Diminuiscono i finanziamenti chiesti dalle banche italiane alla BCE: si è passati cioè dai 273,268 miliardi di euro di fine novembre 2012 a 271,784 miliardi a fine anno. I dati, resi noti nella pubblicazione mensile di Banca d’Italia su aggregati di bilancio e riserve ufficiali, mostrano con evidenza il calo delle richieste di denaro a Francoforte, soprattutto se messi a confronto con i dati relativi al mese di luglio, quando si era toccato il picco di 283,27 miliardi di euro. È il livello più basso del 2012, dopo quello registrato a maggio (272,7 miliardi).

Dopo l’accelerazione iniziata più di un anno fa, il livello di ”prelievi” dalle banche italiane della madre europea è tornato a scendere. In particolare, si assiste a una diminuzione della partecipazione ai finanziamenti principali a sette giorni, che passa a 3,488 miliardi dai 3,680 miliardi di novembre. E calano anche i finanziamenti più a lungo termine, seppur in misura minore, passando da 269,588 miliardi di euro di novembre a 268,296 miliardi di fine 2012.

Numeri che, se non rappresentano ancora una boccata d’ossigeno, di certo mostrano un graduale miglioramento della situazione sul mercato interbancario, che torna a stabilizzarsi dopo la crisi del 2011-2012. Da giugno 2011, infatti, le richieste di fondi avanzate dalle banche italiane all’istituto guidat dall’ex numero uno della Banca d’Italia Mario Draghi sono cresciute progressivamente, passando dai 41 miliardi del giugno 2011 a una media di 270/280 miliardi di euro – crescita dovuta allo svolgimento delle due maxi-operazioni di rifinanzimento triennali, la prima a dicembre 2011 e un’altra a febbraio 2012, per un totale di circa 1.000 miliardi.

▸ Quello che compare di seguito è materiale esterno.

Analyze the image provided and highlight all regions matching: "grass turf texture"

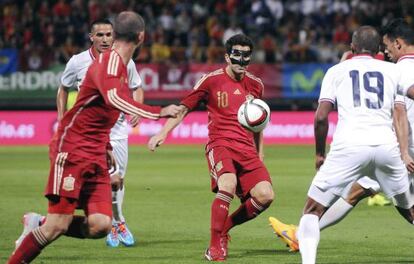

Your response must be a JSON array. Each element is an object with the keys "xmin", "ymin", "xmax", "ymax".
[{"xmin": 0, "ymin": 145, "xmax": 414, "ymax": 264}]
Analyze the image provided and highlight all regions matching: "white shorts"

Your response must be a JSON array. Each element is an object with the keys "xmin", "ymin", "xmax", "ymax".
[
  {"xmin": 357, "ymin": 176, "xmax": 381, "ymax": 193},
  {"xmin": 308, "ymin": 144, "xmax": 410, "ymax": 207},
  {"xmin": 354, "ymin": 146, "xmax": 414, "ymax": 197},
  {"xmin": 111, "ymin": 138, "xmax": 128, "ymax": 178}
]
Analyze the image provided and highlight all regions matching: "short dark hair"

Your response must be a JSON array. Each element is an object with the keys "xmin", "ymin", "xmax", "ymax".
[
  {"xmin": 89, "ymin": 18, "xmax": 112, "ymax": 32},
  {"xmin": 381, "ymin": 18, "xmax": 414, "ymax": 45},
  {"xmin": 114, "ymin": 11, "xmax": 145, "ymax": 42},
  {"xmin": 352, "ymin": 26, "xmax": 381, "ymax": 55},
  {"xmin": 224, "ymin": 34, "xmax": 253, "ymax": 54}
]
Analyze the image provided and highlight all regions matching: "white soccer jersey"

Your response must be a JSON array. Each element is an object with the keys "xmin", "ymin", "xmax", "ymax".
[
  {"xmin": 397, "ymin": 54, "xmax": 414, "ymax": 148},
  {"xmin": 61, "ymin": 47, "xmax": 142, "ymax": 140},
  {"xmin": 319, "ymin": 55, "xmax": 400, "ymax": 148}
]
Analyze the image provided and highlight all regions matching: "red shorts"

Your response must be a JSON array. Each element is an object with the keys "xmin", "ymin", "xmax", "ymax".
[
  {"xmin": 206, "ymin": 146, "xmax": 272, "ymax": 200},
  {"xmin": 45, "ymin": 152, "xmax": 112, "ymax": 217}
]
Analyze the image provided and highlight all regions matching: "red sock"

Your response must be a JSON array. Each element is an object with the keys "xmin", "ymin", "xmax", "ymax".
[
  {"xmin": 7, "ymin": 228, "xmax": 49, "ymax": 264},
  {"xmin": 65, "ymin": 215, "xmax": 87, "ymax": 238},
  {"xmin": 223, "ymin": 198, "xmax": 270, "ymax": 234},
  {"xmin": 210, "ymin": 191, "xmax": 233, "ymax": 247}
]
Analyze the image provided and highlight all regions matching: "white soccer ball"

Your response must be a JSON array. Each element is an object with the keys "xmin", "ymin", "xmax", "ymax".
[{"xmin": 237, "ymin": 99, "xmax": 270, "ymax": 133}]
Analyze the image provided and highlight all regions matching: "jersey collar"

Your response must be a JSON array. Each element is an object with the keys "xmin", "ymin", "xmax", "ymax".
[
  {"xmin": 351, "ymin": 54, "xmax": 373, "ymax": 59},
  {"xmin": 397, "ymin": 53, "xmax": 414, "ymax": 62}
]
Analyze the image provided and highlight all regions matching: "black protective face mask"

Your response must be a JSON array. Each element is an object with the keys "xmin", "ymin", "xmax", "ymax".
[{"xmin": 228, "ymin": 49, "xmax": 252, "ymax": 66}]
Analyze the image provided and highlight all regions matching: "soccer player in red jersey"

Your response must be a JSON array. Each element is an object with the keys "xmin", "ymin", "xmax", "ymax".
[
  {"xmin": 8, "ymin": 12, "xmax": 180, "ymax": 264},
  {"xmin": 148, "ymin": 34, "xmax": 274, "ymax": 261}
]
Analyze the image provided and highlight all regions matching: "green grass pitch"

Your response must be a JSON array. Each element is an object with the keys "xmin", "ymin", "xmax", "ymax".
[{"xmin": 0, "ymin": 145, "xmax": 414, "ymax": 264}]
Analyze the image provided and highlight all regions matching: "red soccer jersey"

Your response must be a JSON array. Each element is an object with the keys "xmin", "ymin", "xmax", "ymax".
[
  {"xmin": 181, "ymin": 68, "xmax": 263, "ymax": 151},
  {"xmin": 51, "ymin": 50, "xmax": 161, "ymax": 160}
]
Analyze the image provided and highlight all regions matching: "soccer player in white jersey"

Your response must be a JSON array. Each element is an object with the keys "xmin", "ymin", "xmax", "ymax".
[
  {"xmin": 297, "ymin": 26, "xmax": 414, "ymax": 264},
  {"xmin": 269, "ymin": 19, "xmax": 414, "ymax": 254},
  {"xmin": 56, "ymin": 19, "xmax": 139, "ymax": 247}
]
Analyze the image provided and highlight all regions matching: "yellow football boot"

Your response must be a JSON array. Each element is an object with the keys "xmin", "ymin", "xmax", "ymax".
[{"xmin": 269, "ymin": 217, "xmax": 299, "ymax": 252}]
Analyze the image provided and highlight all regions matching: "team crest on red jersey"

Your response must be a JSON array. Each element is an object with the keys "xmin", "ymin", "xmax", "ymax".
[
  {"xmin": 119, "ymin": 76, "xmax": 128, "ymax": 84},
  {"xmin": 62, "ymin": 174, "xmax": 75, "ymax": 192}
]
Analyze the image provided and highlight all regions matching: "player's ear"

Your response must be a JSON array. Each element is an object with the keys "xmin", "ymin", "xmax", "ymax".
[
  {"xmin": 350, "ymin": 42, "xmax": 355, "ymax": 53},
  {"xmin": 137, "ymin": 31, "xmax": 145, "ymax": 44},
  {"xmin": 394, "ymin": 38, "xmax": 401, "ymax": 50},
  {"xmin": 224, "ymin": 53, "xmax": 230, "ymax": 63}
]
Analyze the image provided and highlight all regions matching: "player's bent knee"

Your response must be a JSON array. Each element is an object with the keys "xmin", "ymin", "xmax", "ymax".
[
  {"xmin": 251, "ymin": 182, "xmax": 275, "ymax": 205},
  {"xmin": 218, "ymin": 173, "xmax": 237, "ymax": 194}
]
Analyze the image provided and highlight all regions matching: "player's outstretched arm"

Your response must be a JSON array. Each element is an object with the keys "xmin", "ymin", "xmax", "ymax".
[
  {"xmin": 130, "ymin": 86, "xmax": 144, "ymax": 127},
  {"xmin": 56, "ymin": 84, "xmax": 68, "ymax": 122},
  {"xmin": 314, "ymin": 101, "xmax": 333, "ymax": 170},
  {"xmin": 253, "ymin": 131, "xmax": 264, "ymax": 161},
  {"xmin": 160, "ymin": 105, "xmax": 182, "ymax": 118},
  {"xmin": 148, "ymin": 105, "xmax": 188, "ymax": 151}
]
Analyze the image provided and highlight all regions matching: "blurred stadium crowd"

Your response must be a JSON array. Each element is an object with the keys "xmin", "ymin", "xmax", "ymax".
[{"xmin": 0, "ymin": 0, "xmax": 414, "ymax": 71}]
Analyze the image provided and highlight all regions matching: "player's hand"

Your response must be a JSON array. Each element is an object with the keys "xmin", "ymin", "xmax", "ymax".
[
  {"xmin": 129, "ymin": 115, "xmax": 141, "ymax": 127},
  {"xmin": 148, "ymin": 134, "xmax": 166, "ymax": 151},
  {"xmin": 315, "ymin": 154, "xmax": 325, "ymax": 170},
  {"xmin": 402, "ymin": 155, "xmax": 414, "ymax": 173},
  {"xmin": 259, "ymin": 152, "xmax": 264, "ymax": 162},
  {"xmin": 160, "ymin": 105, "xmax": 182, "ymax": 117}
]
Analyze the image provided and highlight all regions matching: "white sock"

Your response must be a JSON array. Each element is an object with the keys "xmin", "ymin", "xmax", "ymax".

Per una volta, dunque, una buona notizia. Che migliora ancora se si pensa che, tale fenomeno, interessa in varia misura l’intera eurozona. Basti pensare ai dati relativi a Portogallo e Spagna: nel primo caso, le richieste sono scese a 52,8 miliardi – il minimo degli ultimi mesi – e in Spagna i dati evidenziano una riduzione di oltre 44 miliardi di euro rispetto al picco di 412 miliardi toccato a fine agosto – si tratta in realtà di dati relativi a fine novembre, mentre quelli di fine anno verranno pubblicati la prossima settimana.